“Cate Blanchett rushes into our interview with a certain determination. At the Toronto Film Festival, the Aussie star is dressed in a grey pants suit laced in a gold pattern strewn throughout. “This is my Euro Trash look”, she says, laughingly.
Blanchett was in Toronto for the North American premiere of her latest film, Veronica Guerin, the true-life story of the Irish journalist-cum-anti-drug crusader. This one of three films Blanchett will have in cinemas, including Ron Howard’s The Missing and Martin Scorsese’s The Aviator. It seems that this wife and mother is very busy these days. “I suppose so. I mean, last year I did a few things, and then had the rest of the year off. I think I re-charged my batteries, and so this year is quite busy,” says Blanchett, in a Toronto hotel room.
Being selective, she decided to embark on the story of crusading Irish journalist Guerin, because the actress found Guerin “so enigmatic and incredibly passionate,” she explains. In addition, Blanchett recalls being “fascinated by the whole socio-political environment she was working in. Most of the films I had seen about Ireland were about the clergy and the IRA. To learn about the rampant drug problem in the 80’s and 90’s, because the government was so concerned about the IRA and the subversives, paramilitaries, the drug barons were left to rampage about unchecked. I was fascinated by the circumstances.”
One would imagine that playing such an impassioned journalist might make her more respectful of journalists.
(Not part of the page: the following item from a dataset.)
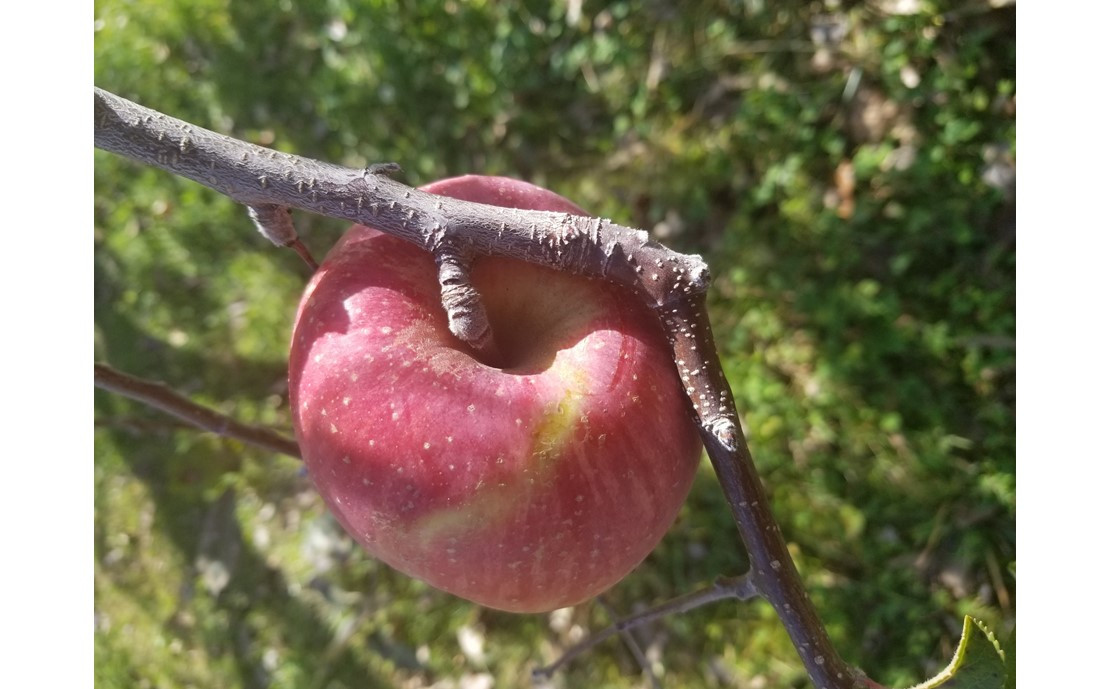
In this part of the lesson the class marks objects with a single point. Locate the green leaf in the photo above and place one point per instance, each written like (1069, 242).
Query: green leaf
(979, 662)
Blanchett laughs at the notion before responding. “It’s a weird feeling, having been door stepped before and now being on the other side of that,” she explains, smilingly. “It wasn’t that I found a newfound respect. It’s one thing if you just had a baby and they’re trying to come to your house to get a picture and you think, come on, how important is that to the world? Compared to Veronica, other journalists who were writing about the same thing said that everyone knew what was going on. You just needed to get these people on the record. She was actually trying to achieve something and I think that’s a bit more important,” says an emphatic Blanchett.
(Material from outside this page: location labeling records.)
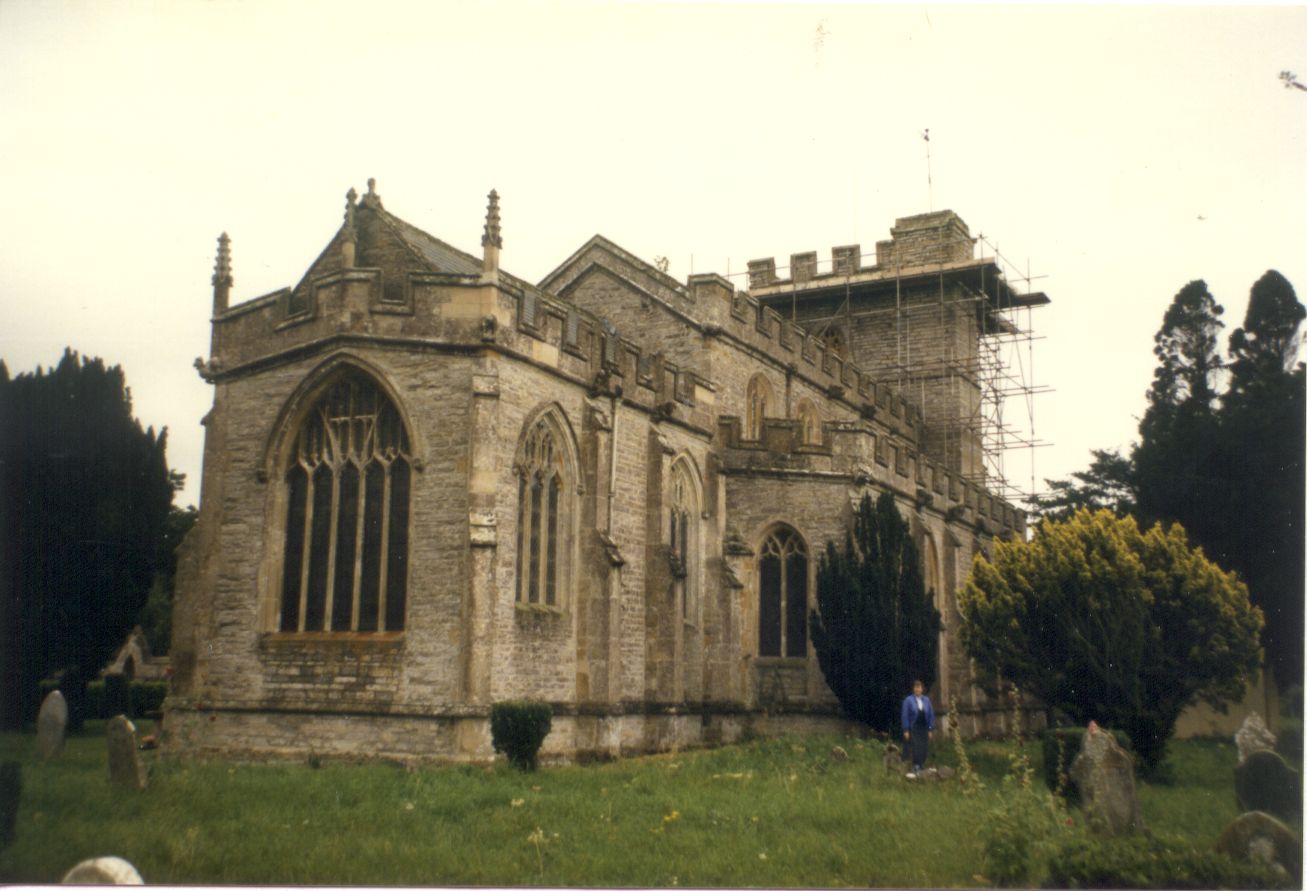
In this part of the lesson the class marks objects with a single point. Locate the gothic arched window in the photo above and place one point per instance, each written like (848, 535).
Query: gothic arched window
(783, 595)
(684, 533)
(809, 422)
(541, 532)
(760, 400)
(348, 480)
Blanchett says that she can relate to Veronica’s sense of passion but not necessarily her ruthless need to succeed. “I starve for new experiences, and that aspect of her I respond to.” Blanchett calls London home these days, rather than Sydney or Los Angeles “for no other reason than because it worked out that way,” and as hard working as she is, Blanchett’s family comes first, now that she is both wife and mother. “I think that when children are very young they just need to feel secure in their immediate environment. They are much more portable than when they start going to school and connecting to peer groups. You have a window and it depends on the personality of the child. I am not frightened of change. I was never frightened of parenthood. Everyone kept saying how things would change, like this giant weight would descend, but I’m sort of one that welcomes a challenge. I found it sort of expansive.”
Perhaps there remains in Blanchett an innate desire to be less nomadic as she discovers the joys of motherhood, which explains why she will spend 6 months in her native Sydney next year in a new production of Ibsen’s A Doll’s House, for the Sydney Theatre Company. “My husband [Andrew Upton] is adapting this new production which I’m excited about”, though she has no idea what that new adaptation will consist of. “He won’t tell me”, she says laughingly.
Meanwhile, her film career goes from strength to strength, beginning with The Missing, a dark western thriller, in which she plays a mother whose daughter is kidnapped. Tommy Lee Jones also stars as her estranged father. “I saw it the other day and it’s one of the scariest films I’ve seen. It’s pretty unusual for a Ron Howard film.” Blanchett is currently co-starring as Katherine Hepburn in The Aviator, and insists that audiences “Won’t get some half-baked caricatured performance. That was something Marty was clear about. He’s trying to capture the spirit of the time. You’ve got to adjust your performance to the tone of the film, which is about Howard Hughes. It was a very private affair. Being an actor myself, who you are to the public onscreen bears very little resemblance to you private life. Who was the private Katherine Hepburn? That is the enigma.” Perhaps that sums up the enigmatic Ms Blanchett!”